De l’eau a visiblement coulé sous les ponts depuis 2002. A l’époque, Bart justifiait dans Weekend son choix de présenter la première collection Les Hommes à Paris plutôt qu’à Milan :  » Milan n’est pas assez ouverte à la nouveauté. Elle est beaucoup trop conservatrice en raison des grandes maisons qui y règnent. En revanche, Paris est plus axée sur la créativité. On peut y présenter une atmosphère beaucoup plus originale « … Ah bon ? Tom réagit aujourd’hui :  » C’est logique. Tu sors de l’académie, t’as zéro expérience. Paris est plus abordable, tu loues assez facilement une petite galerie pour présenter ta collection. Mais après deux ans, on a senti que rester à Paris, c’était courir le risque de rester une  » research brand « . Il n’y a pas de secret : si tu veux devenir un label il faut se positionner. A Milan, c’est moins bohème, tu fais vraiment du business.  » La complémentarité les sauve encore une fois : car Les Hommes manqueraient un brin de saveur s’ils n’assortissaient ce sens des affaires sans faille à une créativité à fleur de peau très séduisante.

Rêveries d’ailleurs

Les Hommes, c’est en effet une idée classique de la mode – habiller l’homme de son temps – qui sert avec chic et panache des collections à la fois rigoureuses et pleines de fantaisie. Un alliage parfait entre portabilité et originalité. Prenez leurs deux dernières collections : au printemps les mecs se dévoilent fittés en gentlemen bourlingueurs dignes des riches heures de l’Orient- Express. L’automne venu, ils se métamorphosent en dandy ténébreux, piquant au dressing punk-anar sa fureur et aux silhouettes Belle Epoque leur mélancolie post-trauma.

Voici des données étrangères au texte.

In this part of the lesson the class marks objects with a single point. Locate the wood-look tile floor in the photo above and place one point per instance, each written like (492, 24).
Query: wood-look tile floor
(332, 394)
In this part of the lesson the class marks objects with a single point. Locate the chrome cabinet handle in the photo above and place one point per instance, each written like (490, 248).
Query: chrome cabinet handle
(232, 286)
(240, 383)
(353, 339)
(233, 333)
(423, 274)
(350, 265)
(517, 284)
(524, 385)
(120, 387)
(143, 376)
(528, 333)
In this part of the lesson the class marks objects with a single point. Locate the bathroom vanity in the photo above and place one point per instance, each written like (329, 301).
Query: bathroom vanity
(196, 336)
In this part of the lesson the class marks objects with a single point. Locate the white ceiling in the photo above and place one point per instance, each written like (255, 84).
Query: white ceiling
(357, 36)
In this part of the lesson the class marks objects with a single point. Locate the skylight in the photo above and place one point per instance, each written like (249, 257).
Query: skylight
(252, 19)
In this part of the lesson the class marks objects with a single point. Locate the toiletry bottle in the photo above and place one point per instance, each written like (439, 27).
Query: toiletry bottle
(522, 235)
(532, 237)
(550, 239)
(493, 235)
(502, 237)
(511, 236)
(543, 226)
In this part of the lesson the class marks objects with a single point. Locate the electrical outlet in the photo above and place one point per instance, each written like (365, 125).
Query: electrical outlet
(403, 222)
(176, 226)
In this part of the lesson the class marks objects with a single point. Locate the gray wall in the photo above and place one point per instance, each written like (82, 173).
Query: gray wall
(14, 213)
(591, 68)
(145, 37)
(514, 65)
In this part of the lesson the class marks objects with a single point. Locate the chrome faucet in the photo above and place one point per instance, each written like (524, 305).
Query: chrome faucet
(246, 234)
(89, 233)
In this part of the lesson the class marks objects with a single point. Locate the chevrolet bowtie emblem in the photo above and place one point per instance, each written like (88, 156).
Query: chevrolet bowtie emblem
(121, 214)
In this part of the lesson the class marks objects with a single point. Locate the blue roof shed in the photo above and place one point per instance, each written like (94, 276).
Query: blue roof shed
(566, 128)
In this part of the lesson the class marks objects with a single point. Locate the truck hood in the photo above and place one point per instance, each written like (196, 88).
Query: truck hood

A chaque coup, les vêtements de Tom Notte et Bart Vandebosch tirent leur eau hors de terres gorgées d’imaginaires, de voyages, de vapeurs nostalgiques et de rêveries d’ailleurs. De films aussi.  » On aime les films historiques flamboyants comme Elizabeth, souligne Bart. Et on est tous les deux très très fans de l’univers de Tim Burton.  » Pas un hasard si Johnny Depp, l’acteur fétiche du réalisateur de Sweeney Todd trône au sommet des acteurs que Tom et Bart aimeraient habiller. Peut-être un jour… Sûrement, même. Car quand Les Hommes ont quelque chose en tête, il semble que le reste suive.

Il y a quatre ans, Tom posait ses cartes dans Weekend :  » J’espère que dans cinq ans, notre marque disposera d’une soixantaine de points de vente. C’est nécessaire pour continuer (…). Le rêve ultime serait d’avoir notre propre maison. Il s’agirait d’un espace personnalisé avec vêtements, accessoires, parfums, mais aussi une collection femme.  » Verdict : quatre ans plus tard, Tom et Bart sont distribués dans plus de soixante points de vente et leur ligne pour femmes est sur les catwalks. Et pour leur concept store, on peut leur faire confiance. Les Hommes savent comment.